While Soukup sees R-407C as a viable alternative, Goodrich prefers to top off systems, after fixing leaks with R-22, adding that in some cases systems can run up to 30 percent less efficient, particularly in extreme heat above 105 degrees.

“These drop-ins just aren’t going to have the same capacity. … The air tends to be about 3 degrees warmer. That’s the downside,” Goodrich said. “The upside is you can keep the old machine running and not have to spend $6,000 or $8,000. and you can push it off for a little while. … You just have to remember that it’s not going to be as good as putting in new Freon.”

Maintenance, things to watch for

The R-22 phase-out can impact a few maintenance and repair scenarios any homeowner might face. Here are a few tips to keep in mind.

■ No either/or: If you have R-22 refrigerant in your system and levels are low, you must either refill with R-22 or, if you decide to use an alternative, the R-22 must be removed and completely recaptured and the system must be refilled completely with the alternative. It cannot simply be topped off with a cheaper alternative refrigerant, experts explained.

“A good technician should show you and break down the difference in price and clearly explain what they’re doing,” Soukup added.

■ R-22 certification: When selecting a contractor, make sure he or she has the EPA’s Section 608 certification, which is needed to service equipment containing R-22, Jones said.

“Homeowners should also request that service technicians locate and repair leaks instead of just ‘topping off’ leaking systems,” she added.
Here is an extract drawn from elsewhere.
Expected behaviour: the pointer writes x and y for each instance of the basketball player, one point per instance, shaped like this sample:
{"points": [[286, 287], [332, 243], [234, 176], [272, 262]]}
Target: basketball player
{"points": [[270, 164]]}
■ Watch the attic: If you have a unit where one part of it is outside and the other in the attic (most single family residences in Las Vegas do), make sure the technician also services the unit in the attic, Goodrich said. Just tending to the condenser outside of the home is not enough.

“Make sure they go up in that attic. That’s where a lot of leaks happen,” he said.
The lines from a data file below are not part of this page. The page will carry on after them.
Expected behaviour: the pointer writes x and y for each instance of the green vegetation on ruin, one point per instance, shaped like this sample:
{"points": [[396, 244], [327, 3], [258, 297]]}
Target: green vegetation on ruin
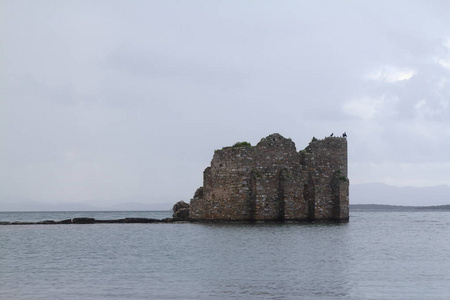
{"points": [[242, 144]]}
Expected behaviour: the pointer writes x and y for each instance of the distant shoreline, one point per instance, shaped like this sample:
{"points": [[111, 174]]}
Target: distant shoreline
{"points": [[398, 207]]}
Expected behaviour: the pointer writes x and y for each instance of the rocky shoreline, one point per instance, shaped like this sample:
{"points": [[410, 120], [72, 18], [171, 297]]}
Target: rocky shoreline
{"points": [[180, 214], [94, 221]]}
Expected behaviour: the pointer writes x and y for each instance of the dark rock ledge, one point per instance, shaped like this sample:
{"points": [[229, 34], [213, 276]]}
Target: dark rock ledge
{"points": [[180, 214], [93, 221]]}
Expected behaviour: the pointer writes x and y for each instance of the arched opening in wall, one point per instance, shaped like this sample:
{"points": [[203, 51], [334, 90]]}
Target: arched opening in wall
{"points": [[281, 214], [310, 199]]}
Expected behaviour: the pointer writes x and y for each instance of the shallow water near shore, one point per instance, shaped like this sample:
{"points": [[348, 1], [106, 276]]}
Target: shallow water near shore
{"points": [[377, 255]]}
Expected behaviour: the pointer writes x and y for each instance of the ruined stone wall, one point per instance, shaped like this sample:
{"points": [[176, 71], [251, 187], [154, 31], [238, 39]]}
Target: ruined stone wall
{"points": [[273, 182]]}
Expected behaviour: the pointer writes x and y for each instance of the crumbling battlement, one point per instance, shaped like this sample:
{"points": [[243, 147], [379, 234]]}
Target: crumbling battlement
{"points": [[273, 182]]}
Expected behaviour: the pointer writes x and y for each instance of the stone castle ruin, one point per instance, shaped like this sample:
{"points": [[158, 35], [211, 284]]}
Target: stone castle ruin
{"points": [[272, 181]]}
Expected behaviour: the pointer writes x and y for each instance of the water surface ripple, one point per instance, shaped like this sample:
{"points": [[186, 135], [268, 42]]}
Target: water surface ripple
{"points": [[378, 255]]}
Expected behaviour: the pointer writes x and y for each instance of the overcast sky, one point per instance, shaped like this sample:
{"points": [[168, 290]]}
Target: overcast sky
{"points": [[116, 101]]}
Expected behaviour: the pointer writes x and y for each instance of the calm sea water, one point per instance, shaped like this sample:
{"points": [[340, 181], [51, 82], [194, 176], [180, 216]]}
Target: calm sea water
{"points": [[378, 255]]}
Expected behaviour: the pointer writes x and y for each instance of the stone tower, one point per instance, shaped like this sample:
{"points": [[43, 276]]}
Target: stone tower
{"points": [[273, 182]]}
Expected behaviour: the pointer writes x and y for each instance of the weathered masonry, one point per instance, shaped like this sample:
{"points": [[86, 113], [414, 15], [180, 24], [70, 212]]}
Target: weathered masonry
{"points": [[273, 182]]}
■ Tune-up time: An annual tune-up should occur in the spring when the weather first starts to warm up. “It’s that first time you reach to change the thermostat, that’s when I tell people to call someone out,” Soukup said.

■ Basic maintenance: Both Soukup and Goodrich also suggest other general maintenance to extend the life of the unit, such as regularly changing air filters, checking the thermostat battery annually and keeping the outside air conditioning coil free of weeds and bushes.